К этим печальным воспоминаниям прибавились другие: отцы моих подруг были страшно заняты, и времени на семью у них оставалось крайне мало, мой же родитель, напротив, поражал моих одноклассниц тем, что постоянно сидел дома, но при этом все окружающее ему было абсолютно безразлично. Большинство моих подружек даже не видели его никогда, но всегда помнили: в нашем доме запрещено громко включать музыку, топать по лестнице, никаких танцев, не дай бог расхохотаться — одним словом, никакого шума, тишина и покой.
Мне иногда приходилось читать отцу вслух, потому что помимо всех его болячек он еще жаловался на «усталые глаза». А что папочка желает послушать? Ответ неизменно был один и тот же: ему все равно. И я читала ему девчоночьи книжки, что-то о животных, какие-то приключения саламандры или даже учебники. Не знаю, слушал ли он меня когда-нибудь или ему просто хотелось всеми силами привязать меня к своей постели. Думаю, впрочем, что, в сущности, ему не было дела ни до книг, ни до меня.

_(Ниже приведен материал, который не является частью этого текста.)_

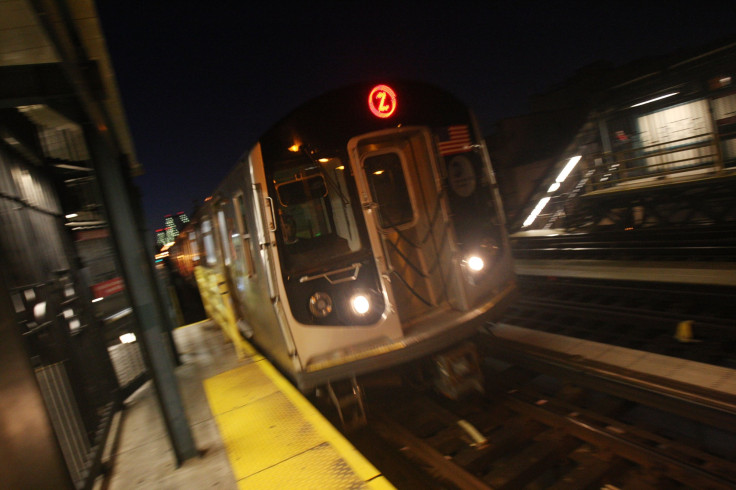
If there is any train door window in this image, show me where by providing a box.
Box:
[217,209,232,265]
[189,231,199,262]
[363,152,414,228]
[202,219,217,265]
[233,193,253,277]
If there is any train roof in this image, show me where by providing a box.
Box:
[260,80,473,160]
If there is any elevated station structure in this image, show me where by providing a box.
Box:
[0,0,197,488]
[489,40,736,235]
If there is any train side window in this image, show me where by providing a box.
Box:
[363,153,414,228]
[189,231,199,262]
[233,193,255,277]
[202,219,217,265]
[217,209,232,265]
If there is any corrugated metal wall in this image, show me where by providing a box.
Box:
[0,152,69,287]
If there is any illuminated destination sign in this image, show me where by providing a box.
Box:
[368,85,396,118]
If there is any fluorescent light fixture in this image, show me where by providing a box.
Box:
[521,197,550,227]
[631,92,680,107]
[555,155,582,184]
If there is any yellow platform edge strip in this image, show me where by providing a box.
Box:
[204,338,395,490]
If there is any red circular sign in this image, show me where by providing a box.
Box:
[368,85,396,118]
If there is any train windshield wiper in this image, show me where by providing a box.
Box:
[299,262,363,284]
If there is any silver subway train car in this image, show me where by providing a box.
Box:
[170,81,515,392]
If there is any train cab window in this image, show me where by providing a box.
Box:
[274,158,362,272]
[363,153,414,228]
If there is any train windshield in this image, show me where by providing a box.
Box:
[273,158,362,274]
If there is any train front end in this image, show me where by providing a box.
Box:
[254,84,514,388]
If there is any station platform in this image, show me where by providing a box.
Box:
[96,320,393,490]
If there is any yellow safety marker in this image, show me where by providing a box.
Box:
[204,342,394,489]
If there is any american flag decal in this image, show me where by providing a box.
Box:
[438,125,471,155]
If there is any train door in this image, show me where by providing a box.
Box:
[349,128,454,323]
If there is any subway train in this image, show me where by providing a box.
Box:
[168,81,515,400]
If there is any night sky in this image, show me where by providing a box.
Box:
[96,0,736,237]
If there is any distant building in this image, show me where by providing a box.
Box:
[156,211,189,247]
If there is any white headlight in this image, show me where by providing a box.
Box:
[465,255,486,272]
[350,294,371,315]
[309,293,332,318]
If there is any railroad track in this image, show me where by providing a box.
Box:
[502,277,736,367]
[332,337,736,489]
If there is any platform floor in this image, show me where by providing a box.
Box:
[102,321,393,490]
[96,321,736,490]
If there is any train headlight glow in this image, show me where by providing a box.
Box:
[350,294,371,316]
[465,255,486,272]
[309,293,332,318]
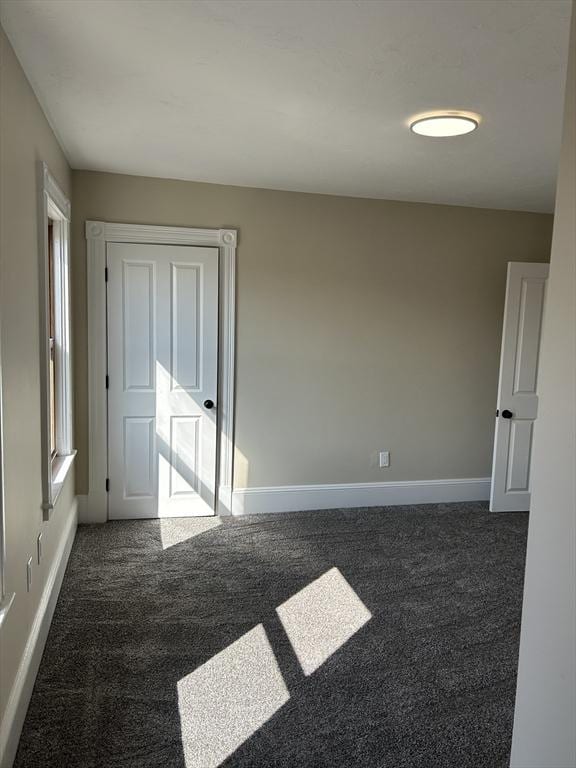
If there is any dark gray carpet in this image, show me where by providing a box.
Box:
[15,504,528,768]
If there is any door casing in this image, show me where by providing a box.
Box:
[81,221,237,522]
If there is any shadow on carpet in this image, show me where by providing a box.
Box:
[15,503,528,768]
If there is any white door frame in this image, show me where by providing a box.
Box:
[82,221,237,522]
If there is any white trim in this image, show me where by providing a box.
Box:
[0,306,14,627]
[232,477,490,515]
[0,499,78,768]
[80,221,237,522]
[39,163,74,520]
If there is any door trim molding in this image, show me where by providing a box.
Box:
[232,477,490,515]
[81,221,237,523]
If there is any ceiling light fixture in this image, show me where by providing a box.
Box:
[410,112,480,138]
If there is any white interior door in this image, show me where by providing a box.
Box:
[490,262,548,512]
[106,243,218,519]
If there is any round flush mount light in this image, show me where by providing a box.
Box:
[410,112,480,138]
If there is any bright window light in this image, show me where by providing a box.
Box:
[160,517,222,549]
[276,568,372,675]
[178,624,290,768]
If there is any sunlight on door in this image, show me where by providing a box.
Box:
[178,568,372,768]
[156,361,216,517]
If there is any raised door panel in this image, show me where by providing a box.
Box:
[122,261,155,392]
[170,264,202,392]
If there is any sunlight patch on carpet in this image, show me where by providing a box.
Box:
[178,624,290,768]
[276,568,372,675]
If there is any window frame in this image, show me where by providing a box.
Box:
[40,163,76,520]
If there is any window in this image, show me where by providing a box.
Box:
[40,165,75,519]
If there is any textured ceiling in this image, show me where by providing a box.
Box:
[2,0,570,211]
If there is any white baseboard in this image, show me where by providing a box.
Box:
[0,499,78,768]
[232,477,490,515]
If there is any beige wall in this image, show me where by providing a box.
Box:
[72,171,552,493]
[0,29,74,759]
[511,3,576,768]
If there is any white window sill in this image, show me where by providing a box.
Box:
[0,592,15,627]
[43,451,76,520]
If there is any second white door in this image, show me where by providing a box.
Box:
[106,243,218,519]
[490,262,548,512]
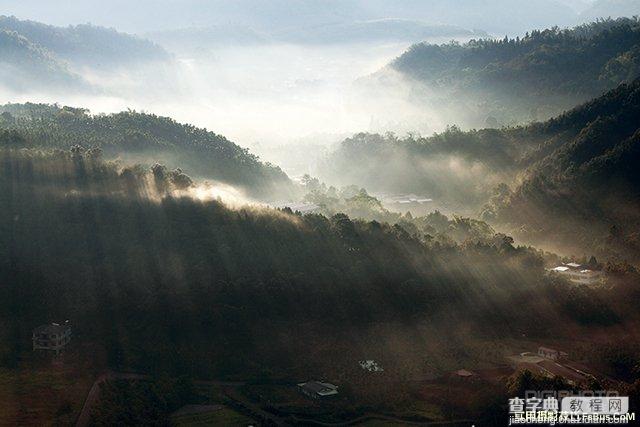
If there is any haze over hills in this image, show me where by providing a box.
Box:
[358,18,640,133]
[0,29,83,91]
[321,79,640,259]
[0,16,168,67]
[580,0,640,20]
[0,0,640,427]
[0,104,293,200]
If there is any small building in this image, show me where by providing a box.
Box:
[455,369,474,378]
[298,381,338,399]
[538,346,567,360]
[32,320,71,356]
[358,360,384,372]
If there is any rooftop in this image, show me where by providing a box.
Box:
[298,381,338,396]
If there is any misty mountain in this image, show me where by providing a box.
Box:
[150,19,487,53]
[485,80,640,260]
[580,0,640,21]
[0,149,616,388]
[368,18,640,128]
[275,18,487,44]
[321,79,640,259]
[0,16,169,67]
[6,0,578,34]
[0,104,292,199]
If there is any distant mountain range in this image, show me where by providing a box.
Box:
[325,79,640,260]
[365,18,640,128]
[0,0,609,35]
[145,19,488,53]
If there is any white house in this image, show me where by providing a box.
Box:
[549,262,603,285]
[298,381,338,399]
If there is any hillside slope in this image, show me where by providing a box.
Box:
[321,79,640,260]
[490,80,640,261]
[382,18,640,127]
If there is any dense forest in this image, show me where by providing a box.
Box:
[390,18,640,127]
[324,80,640,260]
[0,147,632,377]
[0,104,293,200]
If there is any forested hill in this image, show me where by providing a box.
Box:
[0,104,292,199]
[0,16,168,67]
[0,149,635,380]
[485,80,640,261]
[391,18,640,126]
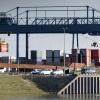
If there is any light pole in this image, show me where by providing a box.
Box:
[63,28,67,74]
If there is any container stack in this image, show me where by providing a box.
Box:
[46,50,54,64]
[31,50,42,64]
[91,49,100,65]
[71,49,91,66]
[71,49,80,63]
[80,49,91,66]
[0,38,8,52]
[0,56,16,64]
[54,50,60,65]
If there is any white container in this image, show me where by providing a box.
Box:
[54,58,60,63]
[54,50,60,57]
[46,50,53,58]
[46,57,53,63]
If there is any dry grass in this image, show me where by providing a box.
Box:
[0,74,47,96]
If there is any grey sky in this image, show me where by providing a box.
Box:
[0,0,100,58]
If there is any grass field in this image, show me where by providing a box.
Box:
[0,74,47,96]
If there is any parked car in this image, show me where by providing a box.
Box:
[81,68,96,74]
[39,69,53,75]
[31,69,42,74]
[51,69,63,75]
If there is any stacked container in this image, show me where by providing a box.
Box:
[0,43,8,52]
[71,49,91,66]
[54,50,60,65]
[31,50,42,64]
[71,49,80,63]
[80,49,91,66]
[91,49,100,65]
[46,50,54,64]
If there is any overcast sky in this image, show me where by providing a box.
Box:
[0,0,100,58]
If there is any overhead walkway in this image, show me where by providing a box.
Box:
[0,6,100,63]
[57,74,100,94]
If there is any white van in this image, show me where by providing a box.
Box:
[0,68,6,73]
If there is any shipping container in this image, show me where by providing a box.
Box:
[46,57,54,62]
[80,49,91,57]
[46,57,54,65]
[1,56,16,63]
[16,57,26,64]
[31,50,42,59]
[60,57,72,66]
[46,50,54,58]
[91,49,100,57]
[82,56,91,66]
[1,56,10,63]
[72,49,77,56]
[91,57,100,65]
[54,58,60,62]
[32,57,42,64]
[54,50,60,58]
[0,44,8,52]
[60,50,64,56]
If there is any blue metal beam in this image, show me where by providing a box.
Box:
[0,24,100,34]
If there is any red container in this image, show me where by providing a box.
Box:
[81,56,91,66]
[91,50,100,57]
[0,44,8,52]
[72,49,77,56]
[80,49,91,57]
[91,57,100,64]
[71,56,77,63]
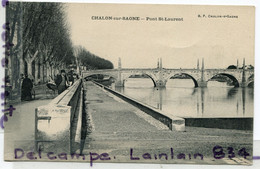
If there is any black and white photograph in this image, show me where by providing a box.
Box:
[1,1,255,166]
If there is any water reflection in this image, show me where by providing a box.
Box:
[116,79,253,117]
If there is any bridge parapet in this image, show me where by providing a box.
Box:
[35,79,82,153]
[83,68,254,87]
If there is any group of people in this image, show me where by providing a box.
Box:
[51,70,79,94]
[21,70,79,101]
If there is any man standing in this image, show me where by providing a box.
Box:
[55,70,68,94]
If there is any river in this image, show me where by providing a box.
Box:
[112,78,254,118]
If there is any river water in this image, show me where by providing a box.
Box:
[112,78,254,118]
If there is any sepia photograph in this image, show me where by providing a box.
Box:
[1,1,255,166]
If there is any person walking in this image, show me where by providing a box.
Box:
[55,70,69,94]
[21,75,33,101]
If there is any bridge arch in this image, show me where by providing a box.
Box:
[207,73,239,87]
[167,73,199,88]
[83,73,117,80]
[123,73,156,87]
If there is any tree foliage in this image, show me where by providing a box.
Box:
[77,47,114,69]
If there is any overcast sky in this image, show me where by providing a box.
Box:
[66,3,254,68]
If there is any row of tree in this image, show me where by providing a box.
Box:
[5,2,113,93]
[74,46,114,70]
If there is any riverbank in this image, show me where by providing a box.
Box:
[80,82,253,164]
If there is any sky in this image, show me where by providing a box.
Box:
[66,3,255,68]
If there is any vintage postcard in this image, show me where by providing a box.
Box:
[1,1,255,166]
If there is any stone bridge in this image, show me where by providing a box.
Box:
[82,60,254,87]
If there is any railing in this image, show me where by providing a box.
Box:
[92,81,185,131]
[35,79,83,153]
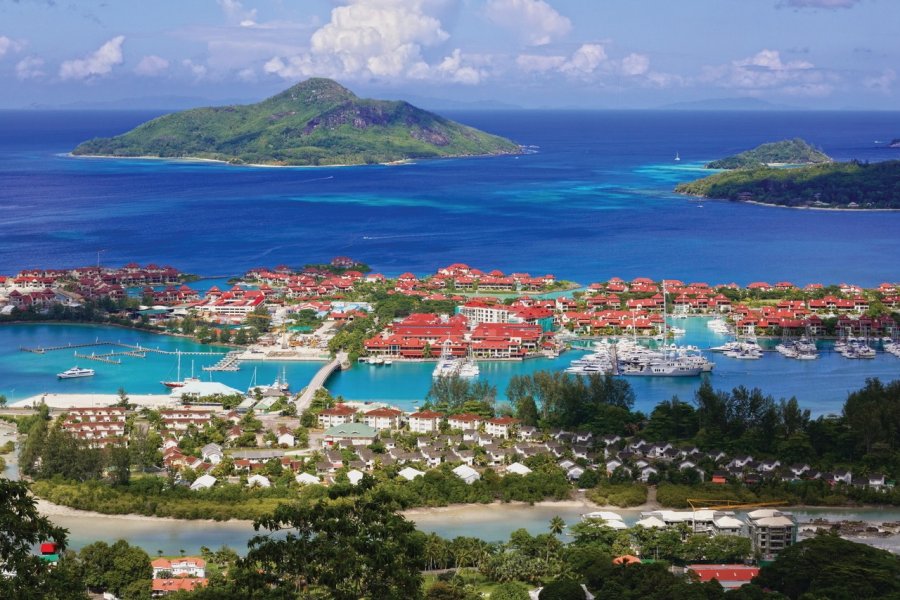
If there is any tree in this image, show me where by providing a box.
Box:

А я все приставала к матери с вопросом: что же это за человек такой был, за которого она вышла замуж? Что-о-о-о?! Ее изумлению не было предела. Я пятнадцать лет живу с отцом под одной крышей и до сих пор не поняла, какой у меня замечательный, все понимающий, душевный папочка?! При этом мамуля не упоминала, что ее муж сидит на транквилизаторах и оттого так отстранен от банальной реальности. А реальной банальностью была я.
Изредка все же мне нравилось проводить с ним время: по пятницам после обеда мы иногда играли. Отец сидел в кровати, я — у него в ногах, а мать была в парикмахерской. Приделанный к кровати поднос служил столом. Игры наши были незатейливы и назывались что-то вроде «цапцарап», «живой-неживой», а когда я подросла, появилась еще игра — «город, речка, лес». Я при этом грызла соленые палочки и шоколад с орехами, отец пил пиво. Мать возвращалась и ругала нас за испачканное белье. Но отец все равно ел в кровати, проливал кофе, сыпал пепел с сигарет, ронял на простыню жирную ветчину и кусочки колбасы, сорил ореховой скорлупой и корочками сыра. Белье тут же меняли, стлали свежее, но запах еды и болезни притягивал мух, и они летели в нашем доме не на кухню или в туалет, а собирались вокруг отцовской постели, источавшей нездоровый дух. Моего родителя так же нельзя представить без мухобойки, как Нептуна — без трезубца. Каждый день я приходила к нему с одним и тем же вопросом: как он себя чувствует? Ответ был всегда один: устал он от жизни, устал. Так, в пять лет я уже выучила употребление родительного падежа, больше ничего толкового отец мне не преподал.